Doch es ist offensichtlich, dass Spohr und der gesamte Lufthansa-Konzern an den Piloten ein Exempel statuieren wollen, um die Arbeitsbedingungen im gesamten Konzern zu schleifen. Unterstützung findet der Konzern wie bereits seit eineinhalb Jahren bei den Medien und der Politik.

So kommentiert die Süddeutsche Zeitung, der VC sei „das rechte Maß für ihr Handeln abhandengekommen“. Die Gewerkschaft kämpfe „für einen Besitzstand, der nicht mehr zu bezahlen ist“. Um die Beschäftigten zu spalten, werden angebliche Ängste des Kabinenpersonals heraufbeschworen, „wegen der Forderungen der Flugzeugführer ihre Arbeitsplätze zu verlieren“.

All das dient ausschließlich dazu, die Piloten zu zwingen, gewaltige Gehalts- und Renteneinbußen hinzunehmen. Cockpit weist in einer Stellungnahme darauf hin, dass die Lufthansa in diesem Jahr das beste Betriebsergebnis ihrer Geschichte erzielen werde. Spohr selbst deutete an, dass der angestrebte Gewinn von mehr als 1,5 Milliarden Euro wohl übertroffen werde. Auch bei der Tochtergesellschaft Germanwings erwarte er einen zweistelligen Millionenbetrag als Gewinn.

Gleichzeitig betont Spohr, das Ergebnis lasse sich nicht halten, wenn nicht die Kosten sinken würden, insbesondere bei der Altersversorgung. Allein im vergangenen Jahr hätten die künftigen Pensionen den Lufthansa-Gewinn um 475 Millionen Euro geschmälert. Die Fluggesellschaft sei der Dax-Konzern mit den höchsten Pensionsverpflichtungen. Der Vorstand nennt diese Entwicklung „bedrohlich“.

Es ist klar, dass die Gewinn-Interessen der Lufthansa-Aktionäre und ihres Vorstands nicht mit den Interessen der Piloten und aller anderen Beschäftigten vereinbar sind. Trotzdem versucht die VC, sie zu versöhnen. Sie strebt ein „zum Wohle der Fluggäste, der Mitarbeiter und der Aktionäre, ein alle Interessen berücksichtigendes und zukunftsweisendes Ergebnis“ an, wie es VC-Sprecher Wahl Ende Juli formulierte. Diese sozialpartnerschaftliche Perspektive der Vereinigung Cockpit kann den Angriffen des Vorstands nichts entgegensetzen. Die VC wird dem Vorstand schrittweise immer weitergehende Angebote unterbreiten.

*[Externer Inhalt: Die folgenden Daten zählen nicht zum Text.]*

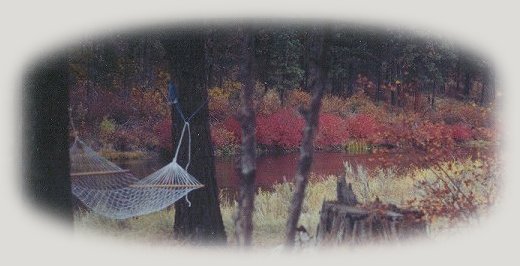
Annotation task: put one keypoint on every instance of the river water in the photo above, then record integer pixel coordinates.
(273, 169)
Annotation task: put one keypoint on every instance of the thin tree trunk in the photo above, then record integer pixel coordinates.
(246, 195)
(318, 77)
(467, 86)
(200, 223)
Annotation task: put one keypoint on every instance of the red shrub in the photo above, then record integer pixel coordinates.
(332, 131)
(362, 126)
(233, 126)
(222, 137)
(282, 129)
(461, 133)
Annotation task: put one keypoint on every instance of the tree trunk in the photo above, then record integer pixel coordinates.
(202, 222)
(46, 137)
(318, 75)
(467, 86)
(246, 195)
(378, 85)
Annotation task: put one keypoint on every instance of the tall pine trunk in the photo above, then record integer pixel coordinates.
(46, 137)
(318, 75)
(202, 222)
(246, 195)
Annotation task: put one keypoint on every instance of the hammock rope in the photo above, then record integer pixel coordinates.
(116, 193)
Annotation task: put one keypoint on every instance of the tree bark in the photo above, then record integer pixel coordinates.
(467, 86)
(46, 137)
(246, 195)
(318, 75)
(202, 222)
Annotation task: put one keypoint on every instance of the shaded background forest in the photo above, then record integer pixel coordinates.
(386, 89)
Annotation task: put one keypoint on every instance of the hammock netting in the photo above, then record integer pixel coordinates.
(113, 192)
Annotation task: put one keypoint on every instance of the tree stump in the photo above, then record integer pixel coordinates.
(346, 222)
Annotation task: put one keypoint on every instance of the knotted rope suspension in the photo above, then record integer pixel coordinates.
(115, 193)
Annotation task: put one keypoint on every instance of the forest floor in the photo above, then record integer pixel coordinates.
(427, 189)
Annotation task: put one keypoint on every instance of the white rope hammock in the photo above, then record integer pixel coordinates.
(113, 192)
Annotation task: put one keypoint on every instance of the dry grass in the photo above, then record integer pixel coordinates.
(271, 207)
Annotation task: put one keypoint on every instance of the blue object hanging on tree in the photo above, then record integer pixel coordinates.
(172, 93)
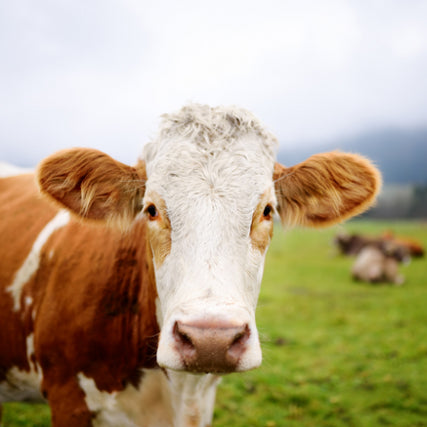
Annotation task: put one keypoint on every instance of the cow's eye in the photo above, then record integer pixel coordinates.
(267, 212)
(152, 212)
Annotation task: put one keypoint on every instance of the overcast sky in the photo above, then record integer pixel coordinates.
(99, 73)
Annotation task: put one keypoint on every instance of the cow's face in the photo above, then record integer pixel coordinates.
(208, 190)
(209, 204)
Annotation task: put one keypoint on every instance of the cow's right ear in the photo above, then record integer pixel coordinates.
(93, 185)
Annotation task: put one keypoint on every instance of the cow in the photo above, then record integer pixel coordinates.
(127, 291)
(374, 264)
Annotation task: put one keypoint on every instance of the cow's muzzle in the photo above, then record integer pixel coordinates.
(210, 345)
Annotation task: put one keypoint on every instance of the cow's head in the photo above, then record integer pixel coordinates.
(209, 187)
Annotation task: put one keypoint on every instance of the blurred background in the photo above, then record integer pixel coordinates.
(335, 74)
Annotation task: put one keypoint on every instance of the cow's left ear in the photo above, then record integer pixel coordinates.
(325, 189)
(93, 185)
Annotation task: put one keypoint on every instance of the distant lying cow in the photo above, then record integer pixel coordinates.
(379, 265)
(124, 300)
(377, 258)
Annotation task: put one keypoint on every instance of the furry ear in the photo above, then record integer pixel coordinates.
(93, 185)
(325, 189)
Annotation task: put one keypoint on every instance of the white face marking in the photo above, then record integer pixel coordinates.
(23, 385)
(7, 170)
(211, 186)
(31, 263)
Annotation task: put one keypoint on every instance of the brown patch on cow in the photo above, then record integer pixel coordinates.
(325, 189)
(93, 185)
(92, 307)
(23, 216)
(262, 225)
(102, 287)
(67, 402)
(159, 229)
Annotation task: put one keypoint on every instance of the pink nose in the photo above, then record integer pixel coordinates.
(210, 345)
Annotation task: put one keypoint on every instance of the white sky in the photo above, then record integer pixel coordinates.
(99, 73)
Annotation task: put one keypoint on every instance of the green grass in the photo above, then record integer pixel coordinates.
(336, 353)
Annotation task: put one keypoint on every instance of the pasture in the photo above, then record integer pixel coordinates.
(336, 352)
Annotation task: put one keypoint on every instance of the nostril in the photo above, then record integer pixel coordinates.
(237, 346)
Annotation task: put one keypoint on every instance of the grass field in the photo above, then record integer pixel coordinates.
(336, 353)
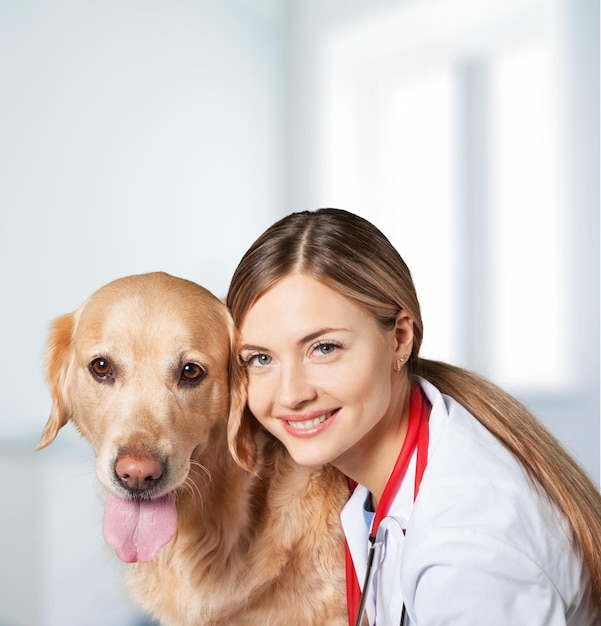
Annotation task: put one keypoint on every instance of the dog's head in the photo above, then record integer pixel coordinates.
(147, 370)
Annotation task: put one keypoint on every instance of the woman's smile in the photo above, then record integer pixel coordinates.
(308, 425)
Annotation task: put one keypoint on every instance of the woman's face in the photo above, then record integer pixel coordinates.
(321, 372)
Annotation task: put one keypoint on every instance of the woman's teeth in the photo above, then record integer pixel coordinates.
(308, 424)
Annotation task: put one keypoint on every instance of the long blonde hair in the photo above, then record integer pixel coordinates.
(349, 254)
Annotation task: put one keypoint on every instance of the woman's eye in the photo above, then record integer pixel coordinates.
(102, 369)
(192, 373)
(326, 347)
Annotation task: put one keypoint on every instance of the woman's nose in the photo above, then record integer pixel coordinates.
(295, 386)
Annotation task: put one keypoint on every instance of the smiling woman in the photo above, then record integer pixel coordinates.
(478, 514)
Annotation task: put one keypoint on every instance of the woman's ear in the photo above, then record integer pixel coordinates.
(403, 332)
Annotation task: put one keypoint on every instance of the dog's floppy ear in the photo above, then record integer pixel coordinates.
(241, 426)
(57, 361)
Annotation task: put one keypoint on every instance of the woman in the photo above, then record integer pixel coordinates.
(467, 511)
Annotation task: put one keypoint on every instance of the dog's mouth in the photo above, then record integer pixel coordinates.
(137, 528)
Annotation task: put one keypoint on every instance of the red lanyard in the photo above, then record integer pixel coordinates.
(416, 437)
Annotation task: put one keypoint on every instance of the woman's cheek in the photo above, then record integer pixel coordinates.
(257, 399)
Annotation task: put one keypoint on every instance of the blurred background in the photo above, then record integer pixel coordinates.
(152, 135)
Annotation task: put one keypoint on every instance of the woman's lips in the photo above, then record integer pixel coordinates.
(308, 424)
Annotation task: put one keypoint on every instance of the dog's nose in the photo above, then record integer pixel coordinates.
(138, 473)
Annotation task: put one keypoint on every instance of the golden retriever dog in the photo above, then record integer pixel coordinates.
(147, 371)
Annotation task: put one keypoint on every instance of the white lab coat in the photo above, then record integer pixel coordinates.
(481, 548)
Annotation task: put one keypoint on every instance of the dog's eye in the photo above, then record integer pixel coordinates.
(192, 373)
(102, 369)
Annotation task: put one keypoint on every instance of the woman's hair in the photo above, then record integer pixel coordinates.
(350, 255)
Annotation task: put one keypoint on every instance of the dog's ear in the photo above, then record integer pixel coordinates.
(241, 426)
(57, 360)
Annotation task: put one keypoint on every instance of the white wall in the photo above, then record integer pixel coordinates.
(535, 331)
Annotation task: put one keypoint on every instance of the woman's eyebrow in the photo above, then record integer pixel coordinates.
(300, 342)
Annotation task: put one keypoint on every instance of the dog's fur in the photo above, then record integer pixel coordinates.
(264, 549)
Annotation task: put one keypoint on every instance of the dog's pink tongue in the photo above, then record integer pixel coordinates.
(138, 530)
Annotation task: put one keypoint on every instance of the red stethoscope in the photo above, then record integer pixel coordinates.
(417, 437)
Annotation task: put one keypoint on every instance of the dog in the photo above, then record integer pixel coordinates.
(147, 370)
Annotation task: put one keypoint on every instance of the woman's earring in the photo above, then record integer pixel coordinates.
(399, 362)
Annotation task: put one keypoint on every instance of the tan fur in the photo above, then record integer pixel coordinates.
(263, 549)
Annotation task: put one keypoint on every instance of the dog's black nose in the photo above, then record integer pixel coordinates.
(138, 473)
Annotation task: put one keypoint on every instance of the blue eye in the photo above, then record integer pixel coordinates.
(259, 359)
(326, 347)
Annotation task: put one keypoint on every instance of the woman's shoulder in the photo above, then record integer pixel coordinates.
(475, 491)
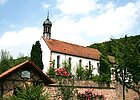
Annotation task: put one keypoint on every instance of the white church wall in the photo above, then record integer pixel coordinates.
(45, 55)
(75, 62)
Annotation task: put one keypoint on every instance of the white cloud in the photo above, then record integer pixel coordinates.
(45, 5)
(3, 2)
(76, 6)
(20, 42)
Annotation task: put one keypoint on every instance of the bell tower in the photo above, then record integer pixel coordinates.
(47, 28)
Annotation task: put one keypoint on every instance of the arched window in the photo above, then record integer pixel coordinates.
(58, 61)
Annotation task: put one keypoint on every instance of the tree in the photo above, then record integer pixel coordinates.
(30, 92)
(36, 55)
(128, 61)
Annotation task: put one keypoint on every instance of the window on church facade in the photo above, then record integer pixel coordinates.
(69, 61)
(98, 67)
(58, 61)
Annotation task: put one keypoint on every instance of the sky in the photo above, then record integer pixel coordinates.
(81, 22)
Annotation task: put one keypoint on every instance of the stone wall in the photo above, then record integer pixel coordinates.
(112, 93)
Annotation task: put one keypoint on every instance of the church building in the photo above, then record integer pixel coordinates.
(57, 51)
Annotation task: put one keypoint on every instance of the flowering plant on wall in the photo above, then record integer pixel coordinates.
(62, 72)
(89, 95)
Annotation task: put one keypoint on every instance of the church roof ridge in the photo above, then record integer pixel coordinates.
(72, 49)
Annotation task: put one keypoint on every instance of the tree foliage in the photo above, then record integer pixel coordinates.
(127, 53)
(36, 55)
(128, 59)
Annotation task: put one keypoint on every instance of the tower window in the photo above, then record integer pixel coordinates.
(58, 61)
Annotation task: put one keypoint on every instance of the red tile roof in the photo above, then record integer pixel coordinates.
(72, 49)
(43, 76)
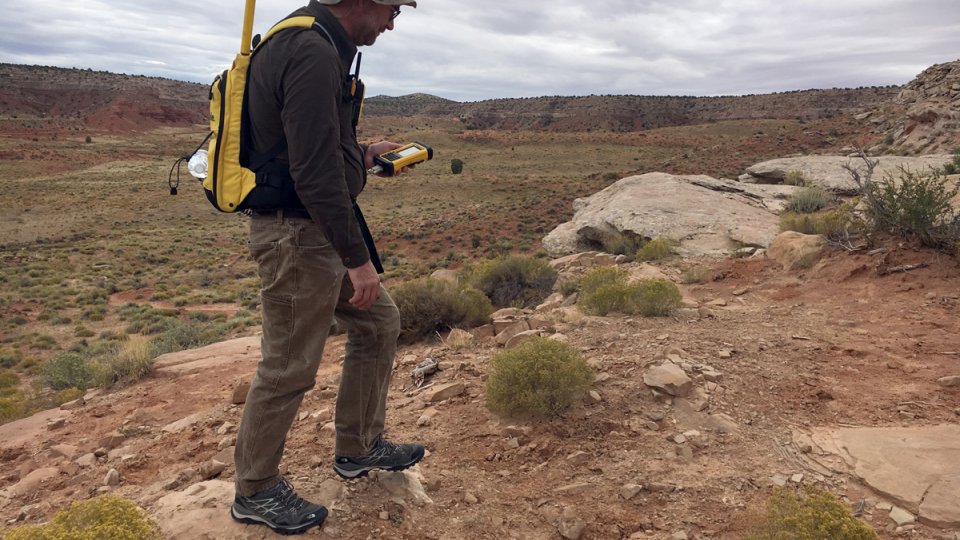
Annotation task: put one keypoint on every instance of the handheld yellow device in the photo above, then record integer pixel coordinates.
(409, 154)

Zu Beginn des letzten Streiks im März schrieben wir: „Anstatt alle Beschäftigen der europäischen und internationalen Fluggesellschaften zu einem gemeinsamen Kampf zu mobilisieren, versucht die Vereinigung Cockpit, durch eine begrenzte Nadelstich-Taktik und durch Schwerpunktstreiks die Konzernleitung der Lufthansa zu einer engeren Zusammenarbeit und Tarifpartnerschaft zu bewegen.“

Wir warnten davor, dass die Pilotengewerkschaft zu immer weiteren Zugeständnissen bereit sei. Anderthalb Jahre nach Beginn des Tarifkampfs der Piloten und einem Dutzend befristeten Streikaktionen ist es Zeit, Bilanz zu ziehen. Die national beschränkte Politik der Sozialpartnerschaft der Vereinigung Cockpit verhindert einen notwendigen europaweiten, bzw. internationalen Arbeitskampf von Piloten gemeinsam mit allen Beschäftigen der Fluggesellschaften.